Grubert Van Iderstine Micah, Kim Sangwook, Karur Gauri Rani, Granton John, de Perrot Marc, McIntosh Chris, McInnis Micheal
Department of Medical Imaging, University of Toronto, Toronto, Ontario, Canada.
Department of Medical Biophysics, University of Toronto, Toronto, Ontario, Canada.
Eur Radiol. 2025 Aug 23. doi: 10.1007/s00330-025-11972-9.
The aim of this study was to develop machine learning (ML) models to explore the relationship between chronic pulmonary embolism (PE) burden and severe pulmonary hypertension (PH) in surgical chronic thromboembolic pulmonary hypertension (CTEPH).
CTEPH patients with a preoperative CT pulmonary angiogram and pulmonary endarterectomy between 01/2017 and 06/2022 were included. A mean pulmonary artery pressure of > 50 mmHg was classified as severe. CTs were scored by a blinded radiologist who recorded chronic pulmonary embolism extent in detail, and measured the right ventricle (RV), left ventricle (LV), main pulmonary artery (PA) and ascending aorta (Ao) diameters. XGBoost models were developed to identify CTEPH feature importance and compared to a logistic regression model.
There were 184 patients included; 54.9% were female, and 21.7% had severe PH. The average age was 57 ± 15 years.

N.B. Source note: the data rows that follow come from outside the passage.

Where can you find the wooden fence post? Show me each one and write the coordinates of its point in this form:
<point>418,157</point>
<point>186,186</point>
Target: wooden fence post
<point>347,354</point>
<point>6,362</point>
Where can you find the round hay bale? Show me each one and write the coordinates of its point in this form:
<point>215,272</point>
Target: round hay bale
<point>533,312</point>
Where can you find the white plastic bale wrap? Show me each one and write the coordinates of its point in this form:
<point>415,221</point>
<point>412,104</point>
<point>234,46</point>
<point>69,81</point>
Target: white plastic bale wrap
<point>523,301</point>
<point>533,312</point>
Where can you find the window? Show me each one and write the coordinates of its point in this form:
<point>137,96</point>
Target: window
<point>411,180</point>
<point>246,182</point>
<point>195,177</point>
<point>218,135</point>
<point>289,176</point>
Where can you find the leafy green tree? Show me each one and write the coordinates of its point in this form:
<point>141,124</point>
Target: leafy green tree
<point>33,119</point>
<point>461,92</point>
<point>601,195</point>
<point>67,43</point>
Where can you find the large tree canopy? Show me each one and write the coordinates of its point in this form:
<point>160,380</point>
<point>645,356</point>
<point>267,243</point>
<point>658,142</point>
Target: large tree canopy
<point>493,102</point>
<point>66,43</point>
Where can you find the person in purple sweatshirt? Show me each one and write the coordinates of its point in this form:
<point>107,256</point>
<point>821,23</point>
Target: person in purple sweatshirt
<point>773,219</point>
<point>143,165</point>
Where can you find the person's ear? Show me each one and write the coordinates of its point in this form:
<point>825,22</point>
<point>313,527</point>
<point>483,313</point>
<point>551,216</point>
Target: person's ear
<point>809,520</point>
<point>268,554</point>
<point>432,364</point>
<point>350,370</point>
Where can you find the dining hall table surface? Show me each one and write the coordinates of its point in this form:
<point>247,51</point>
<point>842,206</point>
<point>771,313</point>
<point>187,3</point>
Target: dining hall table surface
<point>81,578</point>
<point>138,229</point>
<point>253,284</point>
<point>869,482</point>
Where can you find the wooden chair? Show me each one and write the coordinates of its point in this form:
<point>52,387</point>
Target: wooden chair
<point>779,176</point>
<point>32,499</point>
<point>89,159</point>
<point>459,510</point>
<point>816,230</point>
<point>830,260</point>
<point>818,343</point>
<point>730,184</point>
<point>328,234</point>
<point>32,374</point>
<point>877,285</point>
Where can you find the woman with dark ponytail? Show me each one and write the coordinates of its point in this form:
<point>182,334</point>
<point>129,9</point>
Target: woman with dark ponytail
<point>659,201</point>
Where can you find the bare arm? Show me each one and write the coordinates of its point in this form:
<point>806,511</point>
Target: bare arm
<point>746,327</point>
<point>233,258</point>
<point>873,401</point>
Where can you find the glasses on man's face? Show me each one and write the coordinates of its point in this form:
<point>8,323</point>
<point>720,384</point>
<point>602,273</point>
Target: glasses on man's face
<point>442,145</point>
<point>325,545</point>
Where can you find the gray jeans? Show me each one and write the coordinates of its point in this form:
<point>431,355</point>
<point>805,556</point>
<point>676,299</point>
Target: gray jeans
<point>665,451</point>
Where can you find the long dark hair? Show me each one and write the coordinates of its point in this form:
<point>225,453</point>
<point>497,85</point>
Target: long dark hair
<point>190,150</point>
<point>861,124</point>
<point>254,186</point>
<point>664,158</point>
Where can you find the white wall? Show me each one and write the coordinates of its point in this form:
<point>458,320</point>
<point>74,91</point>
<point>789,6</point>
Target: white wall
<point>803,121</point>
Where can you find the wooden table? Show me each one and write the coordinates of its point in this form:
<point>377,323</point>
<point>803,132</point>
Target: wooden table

PE burden alone was not helpful in identifying severe PH. The RV/LV ratio logistic regression model performed well (AUC 0.76) with a cutoff of 1.4. A baseline ML model (Model 1) including only the RV, LV, Pa and Ao measures and their ratios yielded an average AUC of 0.66 ± 0.10. The addition of demographics and statistics summarizing the CT findings raised the AUC to 0.75 ± 0.08 (F1 score 0.41).
While measures of PE burden had little bearing on PH severity independently, the RV/LV ratio, extent of disease in various segments, total webs observed, and patient demographics improved performance of machine learning models in identifying severe PH.
Question Can machine learning methods applied to CT-based cardiac measurements and detailed maps of chronic thromboembolism type and distribution predict pulmonary hypertension (PH) severity? Findings The right-to-left ventricle (RV/LV) ratio was predictive of PH severity with an optimal cutoff of 1.4, and detailed accounts of chronic thromboembolic burden improved model performance. Clinical relevance The identification of a CT-based RV/LV ratio cutoff of 1.4 gives radiologists, clinicians, and patients a point of reference for chronic thromboembolic PH severity. Detailed chronic thromboembolic burden data are useful but cannot be used alone to predict PH severity.
本研究旨在开发机器学习(ML)模型,以探索手术治疗的慢性血栓栓塞性肺动脉高压(CTEPH)中慢性肺栓塞(PE)负荷与重度肺动脉高压(PH)之间的关系。
纳入2017年1月至2022年6月期间术前行CT肺动脉造影并接受肺动脉内膜剥脱术的CTEPH患者。平均肺动脉压>50 mmHg被分类为重度。CT由一名不知情的放射科医生进行评分,该医生详细记录慢性肺栓塞范围,并测量右心室(RV)、左心室(LV)、主肺动脉(PA)和升主动脉(Ao)直径。开发XGBoost模型以确定CTEPH特征的重要性,并与逻辑回归模型进行比较。
共纳入184例患者;54.9%为女性,21.7%患有重度PH。平均年龄为57±15岁。仅PE负荷对识别重度PH并无帮助。右心室/左心室比值逻辑回归模型表现良好(AUC为0.76),截断值为1.4。仅包含RV、LV、PA和Ao测量值及其比值的基线ML模型(模型1)的平均AUC为0.66±0.10。纳入人口统计学数据和总结CT结果的统计数据后,AUC提高至0.75±0.08(F1分数为0.41)。
虽然PE负荷测量单独对PH严重程度影响不大,但右心室/左心室比值、各节段疾病范围、观察到的总条索以及患者人口统计学数据可提高机器学习模型识别重度PH的性能。
问题 应用于基于CT的心脏测量以及慢性血栓栓塞类型和分布的详细图谱的机器学习方法能否预测肺动脉高压(PH)的严重程度? 发现 右心室与左心室(RV/LV)比值可预测PH严重程度,最佳截断值为1.4,慢性血栓栓塞负荷的详细数据可改善模型性能。 临床意义 确定基于CT的RV/LV比值截断值为1.4,为放射科医生、临床医生和患者提供了慢性血栓栓塞性PH严重程度的参考点。详细的慢性血栓栓塞负荷数据有用,但不能单独用于预测PH严重程度。